Posted Oct 10 2011 3:30PM
NEW YORK -- In one small but encouraging sign in the last-minute negotiations between the NBA and the National Basketball Players Association on a new collective bargaining agreement, a source who has been briefed on the discussions between the two sides said Monday afternoon that the sides are close to an agreement on one "system" aspect that has proven troublesome -- a new, shorter mid-level exception for free agents.
Owners have sought a major reduction in the mid-level, one of the key ways that teams over the salary cap are nonetheless able to add players. Implemented in the 1999 CBA after players agreed to accept maximums on player salaries, the mid-level was designed to give non-superstar players a chance at a good payday during their careers, and it has done just that. Tied to the average salary in the NBA, last year's mid-level started at $5.8 million. With annual 8 percent raises, a five-year mid-level contract would be worth $37 million.
And while some mid-level signings -- like Detroit's signing of Chauncey Billups in 2002 -- worked out, many other players who've been signed to mid-level deals over the years have not performed as hoped by their teams. And because contracts are guaranteed, teams were locked into those deals for several more years than they'd like. Owners have looked to shorten the mid-level to as few as three years and to limit the overall amount that the mid-level could be used for.
The two sides spent almost all of their five-plus hours of negotiations on Sunday on system issues, and not the split of Basketball-Related Income that the players will receive in the next CBA.
Even if the sides are close on the mid-level, they still have a number of vexing issues to solve to keep the league from canceling the first two weeks of the regular season on Monday, as Commissioner David Stern said it would do if there isn't a new CBA agreement late today.
The sides are 3 percent apart on the BRI split, with owners offering a 50-50 split of BRI; and players seeking 53 percent. Each percentage point is worth about $40 million, based on the $4.2 billion of revenue generated last season, so the sides are $120 million apart in the first year of a proposed multiyear deal. Owners have been reluctant to go even to 50 percent, according to sources with knowledge of the discussions, while several prominent player agents and high-profile players have been adamant in asking the union to stick to 53 percent. But both sides have discussed, at least conceptually, coming to 51 percent. with Stern talking to the players about a "window" between 49 percent and 51 percent of BRI last week. The players countered with an offer of a guaranteed 51 percent that could rise to 53 percent.
On the system side, the sides are still working on how the salary cap will be implemented. At one point, the league discussed a "flex cap" that would set a $62 million cap as a goal for each team, but allow certain exceptions to a rigid final cap number. The league has also proposed a "supertax" that would further punish teams that exceed the luxury tax threshold. In the last CBA a team had to pay a $1 tax for every dollar it was above the tax threshold of $70.307 million. Owners have proposed increasing that tax to as much as $4 for every $1 in a scale that would increase as teams went further and further above the threshold.

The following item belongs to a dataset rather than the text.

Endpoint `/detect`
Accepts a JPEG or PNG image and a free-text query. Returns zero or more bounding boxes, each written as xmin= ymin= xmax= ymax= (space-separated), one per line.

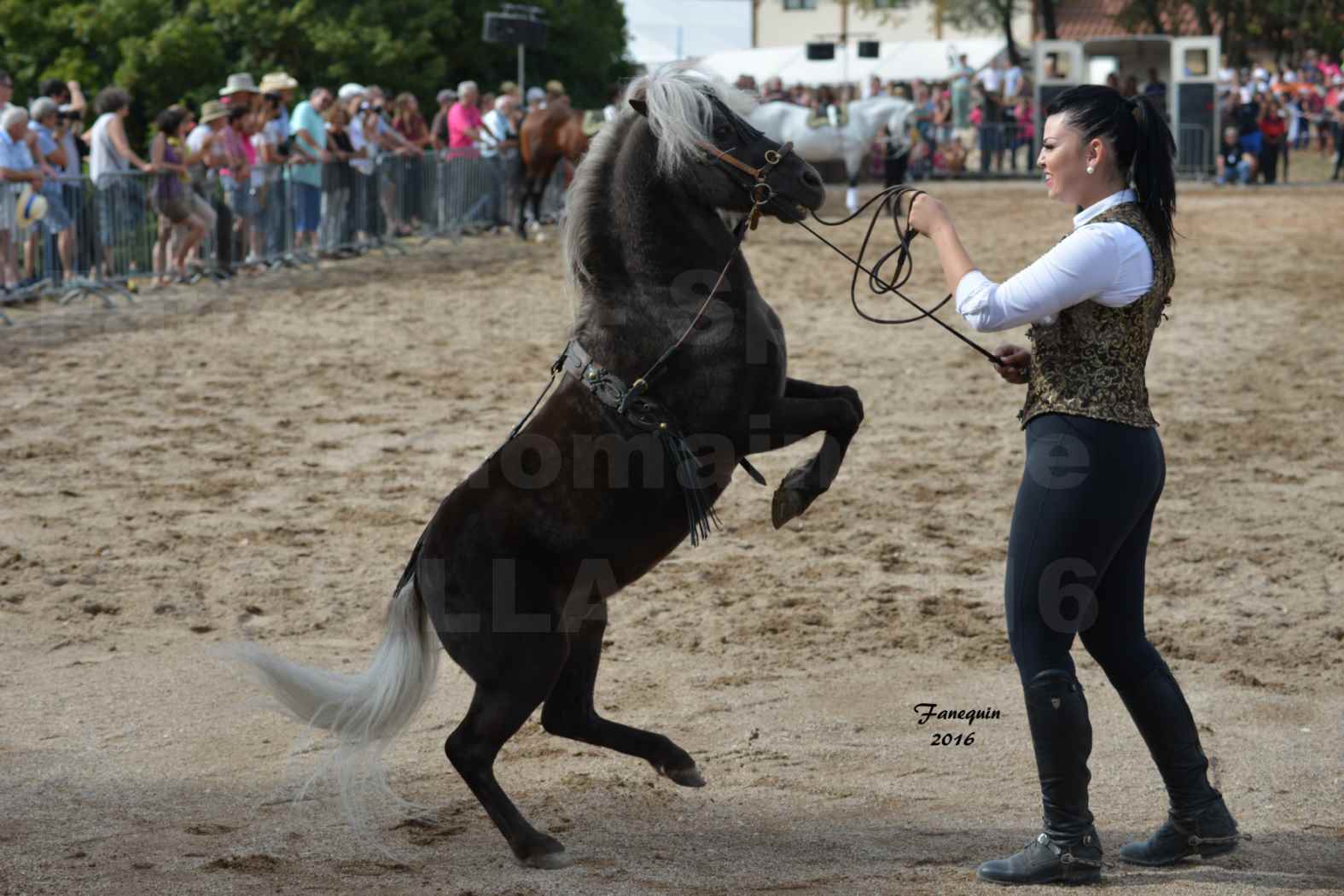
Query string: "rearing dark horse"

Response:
xmin=242 ymin=68 xmax=863 ymax=868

Other issues such as length of player contracts and the amount of annual raises in those contracts and the amount of money players would put in an escrow system that would repay owners if salaries exceed a certain amount are also still far from being resolved. Players have also asked that enhanced revenue sharing be part of the method by which teams that are struggling financially be helped. Stern has said that the league will have a much bigger revenue sharing plan in the next deal, with the current $60 million that is shared between teams at least tripled in the first two years of a new plan and quadrupled by year three.
But big-market teams are still uneasy about sharing their local television money with teams that aren't doing as well. The Lakers just signed a new 20-year deal with Time Warner in Los Angeles that will create two new channels, including one in Spanish, to broadcast Lakers games. The deal is reportedly worth up to $3 billion for the team, though Time Warner has disputed that number. The Celtics extended their own lucrative deal earlier this summer with Comcast Sports New England, extending their deal with CSNE through 2037 and receiving equity in the network that is reportedly up to 20 percent.